Will RunContexted scripts run in hidden instances? If so, this could be utilised by malware plugins to hide backdoor or other malicious scripts in games.

See also: Script Injection Vulnerability

6 Likes

This update although is good is gonna make me get confused and take time for me to get used to why there is code running locally in the workspace or other place local scripts don’t normal go. I think there should be some better type of indication that it’s not just a normal local script.

2 Likes

I was referring to the client actually getting the scripts bytecode, which can be decompiled and converted back into normal Luau, allowing the attacker to read my Serverscripts and potentially be able reconstruct my codebase. I would never want anyway for clients to have access to that.

5 Likes

Your best action would be make it so the client never sees the scripts with services like ServerStorage and ServerScriptService. If the client can see the bytecode - which changing the RunContext locally shouldn’t affect since it shouldn’t force the server to give up the bytecode like that - your best bet is to make it so the client never has a chance to see it if it doesn’t need it.

6 Likes

This update negatively impacts my workflow as I am no longer able to search ‘LocalScript’ to get all scripts running on the clients context, may I ask how this makes the developer experience any better than just being able to run LocalScripts in Workspace and ReplicatedStorage, and making ServerScriptService basically useless (as ServerStorage can work for it too)?

Also, there seems to be no icon difference between the server and legacy RunContexts which is misleading as those scripts do have different runtime behaviours (one running in containers while the other one does not)

2 Likes

In the same way as how server scripts parented in non-server containers are still not accessible by exploits, I assume the same applies to RunContext changes also.
The bytecode is simply not replicated to the client.

1 Like

The icons will be receiving a further upgrade in the future to distinguish between scripts running in Legacy mode and scripts using the new RunContext options.

8 Likes

Does that not really then just defeat the whole purpose of the RunContext cuz you would never be running server code somewhere only local code can normally run meaning you would need them not to be in the same area in the end anyways.

Hopefully it should be like what @PysephDEV said or something like this.

2 Likes

This isn’t clear enough, the fact that this is only enabled in Studio is not communicated well enough and will cause issues if it isn’t made more clear.

1 Like

So if I set the script to client, it essentially becomes a LocalScript? If so, doesn’t that defeat the point of having LocalScripts?

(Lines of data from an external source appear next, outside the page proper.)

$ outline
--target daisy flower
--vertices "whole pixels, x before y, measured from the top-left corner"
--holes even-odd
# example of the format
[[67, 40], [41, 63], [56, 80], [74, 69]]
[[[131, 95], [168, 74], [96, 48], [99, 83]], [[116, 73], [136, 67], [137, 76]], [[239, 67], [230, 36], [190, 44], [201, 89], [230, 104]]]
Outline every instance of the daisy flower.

Yes, except unlike a LocalScript, it will run anywhere, on all clients that can access the location where the script is located.

5 Likes

That isn’t true they DO have different icons. Client had the icon of a Local Script and Legacy and Server have the icon of a Script. Also Localscripts are not going to be removed (at least not now).

I cover it a bit in my original reply about self-contained free models that have local code. Previously, you needed to copy your code to every player’s PlayerGui in a ScreenGui with ResetOnSpawn set to false (or some equivalent) and copy to StarterPlayerScripts. Now I just need to put it in a container like ReplicatedStorage and I am done. I am sure other reasons exist. My guess is this is meant to deprecate LocalScript long-term and have a generic “Script” as the paradigm.

9 Likes

Could this cause issues where the localscript are parented to a player however, I’m assuming it will run on all clients which is definitely a problem for anyone migrating.

If you read my post, I was stating that server and legacy do not have different icons.